It’s also report card time. Time to be evaluated on the past year’s work.

OPSEU recently held its peer review and I am humbled by the support and trust our members have placed in me.

Having been acclaimed at Convention 2013, along with our President Smokey Thomas, is an honour that I won’t soon forget.

I’m proud to say that, thanks to the hard work of our activists, leaders and staff, our union is firing on all cylinders.

Regrettably, however, all is not good news.

A quick scan of all three political levels – municipal, provincial and federal – clearly demonstrates what happens when greed rules the day.

Federally, the Prime Minister’s Office finds itself embattled in the biggest scandal since the Liberal sponsorship disaster. Bad enough that Tory-appointed Senators were feeding at the public trough, but when they try to justify a $90,000 cheque from the Prime Minister’s Chief of Staff as a good faith personal gesture? Seriously?  But that’s what happens when democracy is diluted by big money interests.

Mr. Harper I give you an ‘F-‘

Provincially, despite the new Premier’s efforts to distance herself from her predecessor, the Liberal Party of Ontario remains under a cloud of suspicion. Power plant payments to the tune of more than $500 million for nothing other than the purchase of a couple Liberal seats, deleted emails and a former leader who remained tight-lipped to the end, have strained the public’s ability to trust any politician.

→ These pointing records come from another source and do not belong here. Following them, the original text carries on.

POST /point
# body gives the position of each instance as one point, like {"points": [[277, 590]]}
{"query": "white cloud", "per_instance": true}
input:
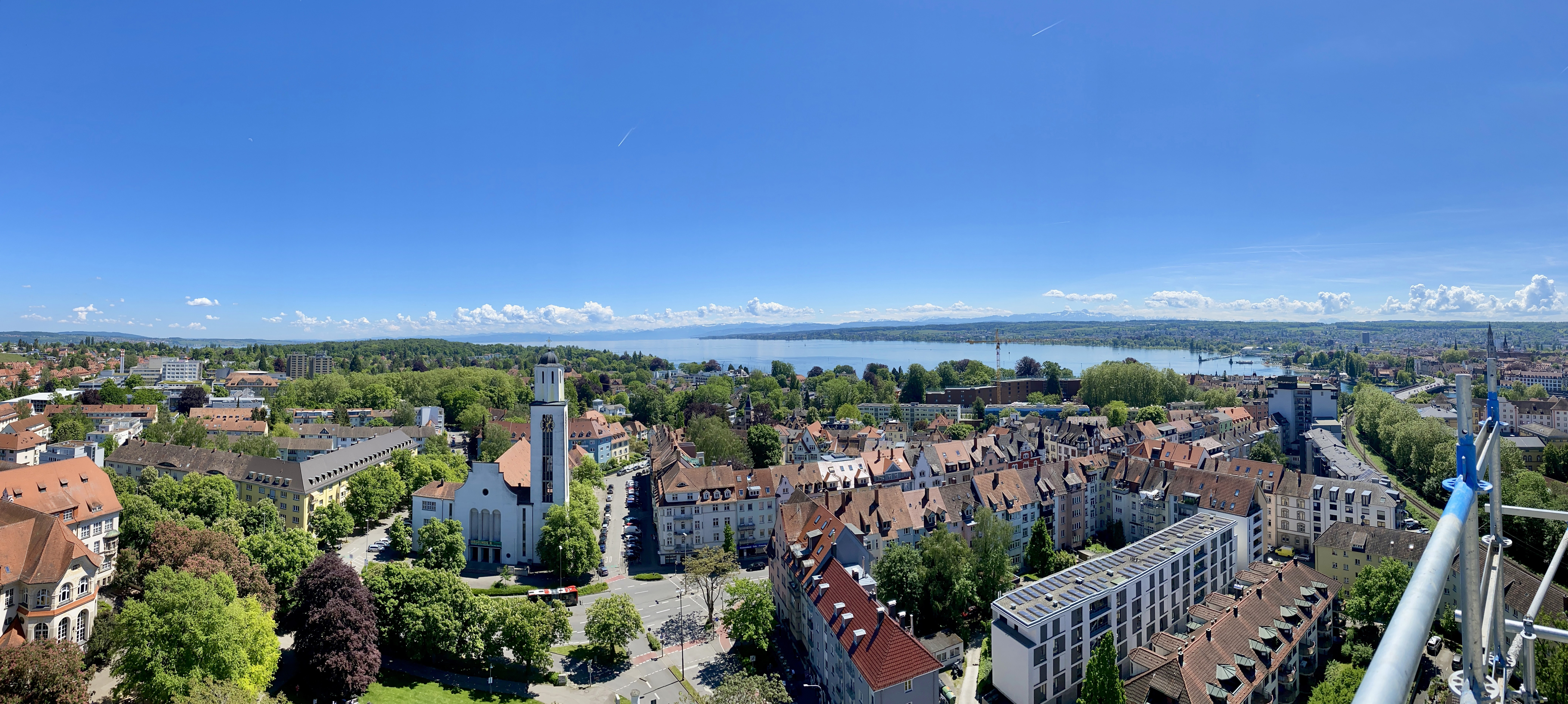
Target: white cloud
{"points": [[1540, 297], [82, 311], [1183, 302], [1081, 297], [959, 310]]}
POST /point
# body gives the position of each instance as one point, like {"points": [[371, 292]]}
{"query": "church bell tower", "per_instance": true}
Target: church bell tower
{"points": [[550, 477]]}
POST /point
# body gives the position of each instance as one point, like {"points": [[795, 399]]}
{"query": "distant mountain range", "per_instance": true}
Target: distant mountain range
{"points": [[568, 338], [725, 330], [77, 336]]}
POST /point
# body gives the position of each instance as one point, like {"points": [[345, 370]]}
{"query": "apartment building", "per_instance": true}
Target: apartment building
{"points": [[57, 452], [296, 488], [1301, 507], [21, 446], [147, 413], [1255, 645], [1043, 633], [51, 587], [300, 366], [1296, 405], [1551, 380], [1345, 549], [808, 535], [912, 413], [860, 653], [692, 506], [77, 493]]}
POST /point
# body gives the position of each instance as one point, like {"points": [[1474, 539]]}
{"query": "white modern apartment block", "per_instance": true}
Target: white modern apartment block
{"points": [[1042, 634], [1297, 405], [183, 369]]}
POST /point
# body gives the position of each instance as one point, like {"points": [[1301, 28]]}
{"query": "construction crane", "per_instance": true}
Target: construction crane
{"points": [[998, 341]]}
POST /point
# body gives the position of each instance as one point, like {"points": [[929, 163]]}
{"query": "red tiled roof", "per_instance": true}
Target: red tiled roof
{"points": [[885, 654]]}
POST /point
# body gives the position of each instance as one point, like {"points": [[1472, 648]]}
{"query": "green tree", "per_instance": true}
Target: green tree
{"points": [[529, 629], [45, 670], [766, 446], [1116, 537], [901, 576], [567, 545], [374, 493], [402, 537], [404, 415], [429, 614], [750, 614], [989, 545], [332, 524], [713, 437], [259, 518], [706, 573], [187, 628], [1042, 546], [747, 689], [1376, 592], [281, 556], [495, 443], [949, 585], [473, 418], [612, 623], [1101, 680], [915, 383], [1117, 413], [443, 546], [1340, 684], [1268, 451]]}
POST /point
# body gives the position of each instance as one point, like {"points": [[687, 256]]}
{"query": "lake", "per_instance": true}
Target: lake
{"points": [[832, 353]]}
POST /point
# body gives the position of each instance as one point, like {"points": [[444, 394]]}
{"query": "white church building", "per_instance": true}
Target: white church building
{"points": [[502, 504]]}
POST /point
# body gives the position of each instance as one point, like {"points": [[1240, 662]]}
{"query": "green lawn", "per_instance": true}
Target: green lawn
{"points": [[393, 687]]}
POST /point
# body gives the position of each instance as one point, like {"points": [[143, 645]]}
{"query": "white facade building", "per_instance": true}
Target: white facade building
{"points": [[502, 504], [1042, 634]]}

As a sign of goodwill to the new Premier, I give the Liberals a ‘D’.

Municipally, beyond the troubles of a Toronto mayor accused of hitting the crack pipe and hanging with gangsters, we have had two mayors in Montreal resign in the space of seven months. Add to that the mayor in Laval who has been charged with “gangsterism” and another under investigation in London Ontario, and well you get the picture.

No grade here a handful of municipal leaders. Only detentions, if you know what I mean.

And who pays for this behaviour? We all do.

Those wasted tax dollars should have gone to quality public services. To the front lines where it belongs. But it didn’t. Because collectively we decided to buy into the slogan that government should “be run like a business.” It has been. We’ve witnessed the results.

Transparency? Who needs it?

Accountability? Nice buzz word.

Democracy? Perhaps the biggest deficit we have today in government.

Sadly, public waste is too often confused by the media and the right wing as government waste. In turn, it is used in efforts to further slash government services.

In today’s world of five-second sound bites, we have to guard against that line of attack.  We must constantly remind folks that it wasn’t public sector workers and their unions who allegedly misused public funds; it was the elected class.

But there is a silver lining. There is a politician who has risen above the fray to actually work on behalf of working people and those wanting to join those ranks.

NDP leader Andrea Horwath has held the Wynne government to account. By forcing a deal on the budget she accomplished two things.

First, she set the agenda for social change. She clearly made the point that tax cuts for the rich help exactly who they are designed to help: the rich.

And she highlighted that young people are being left behind in the current economy while our elderly parents are left to fend for themselves.

More importantly, her determination to make the Legislature work forced the tough questions that the Liberals now face. A snap election call would have closed the book on the power plant scandal. We would never have gotten to the bottom of this half a billion dollar boondoggle.

For her courage and commitment I give Horwath an ‘A+’.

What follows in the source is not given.